Rather, AI’s fingerprints are showing up in shifting job skills and the blurring of lines between different roles, she said.
The excitement around AI is moving faster than the reality of everyday businesses — and also companies’ abilities to keep up, Bachaud said. Job offers for AI-specific roles, for example, have been rescinded more for any other job, she said.
“(Businesses) feel like they’re already behind, and there’s so much pressure to move quickly, but the hiring is still much slower,” she said.
It can also explain some of the dissonance seen in the recent labor turnover data where job openings spiked in April while hiring remained stunted.
“There’s a bit of a mismatch and skill level between what employers want to hire for and what job seekers are offering,” Bachaud said.
That mismatch extends beyond AI, ADP’s Richardson said, noting shortages in specialty trades where retirements far outpace the inflow of new workers.
“The most powerful trend that you’re seeing in the current labor market is demographics; it’s swamping everything,” Richardson said. “And it’s not sexy and it’s not making headlines in the same way [as AI].”
For much of the past year, hiring was stifled by high uncertainty about the effects of policy shifts, tariffs, interest rates and geopolitical concerns.

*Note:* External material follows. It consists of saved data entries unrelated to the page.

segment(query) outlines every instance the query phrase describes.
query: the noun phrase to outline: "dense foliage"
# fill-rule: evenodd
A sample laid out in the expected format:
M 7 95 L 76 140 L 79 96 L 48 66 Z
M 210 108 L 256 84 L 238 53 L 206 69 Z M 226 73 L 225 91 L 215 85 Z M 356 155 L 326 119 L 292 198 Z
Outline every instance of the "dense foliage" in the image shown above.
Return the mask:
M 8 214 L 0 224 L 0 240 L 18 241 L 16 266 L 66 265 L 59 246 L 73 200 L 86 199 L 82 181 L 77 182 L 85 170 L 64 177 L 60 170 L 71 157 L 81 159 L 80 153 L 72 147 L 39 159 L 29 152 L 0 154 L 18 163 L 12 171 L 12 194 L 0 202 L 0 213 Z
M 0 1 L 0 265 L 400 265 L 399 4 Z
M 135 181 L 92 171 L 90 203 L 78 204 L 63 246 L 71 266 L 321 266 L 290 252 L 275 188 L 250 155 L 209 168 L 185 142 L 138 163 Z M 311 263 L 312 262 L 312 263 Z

What resulted was a stilted pattern of hiring, Richardson said.
“You’ll see strength, and then you’ll see pullback tied to a headline,” she said. “And that part will last maybe a season, maybe a couple months, and then you’ll see the hiring restart.”
Uncertainty continues to have an effect on the labor market, but it’s not outpacing businesses’ desires to hire, said Eugenio Aleman, chief economist at Raymond James.
“One reason is because there’s less uncertainty about tariffs; a second reason is that firms have been able to learn from what happened last year and now they are starting to move ahead with making employment decisions – especially because the economy continues to grow,” he said.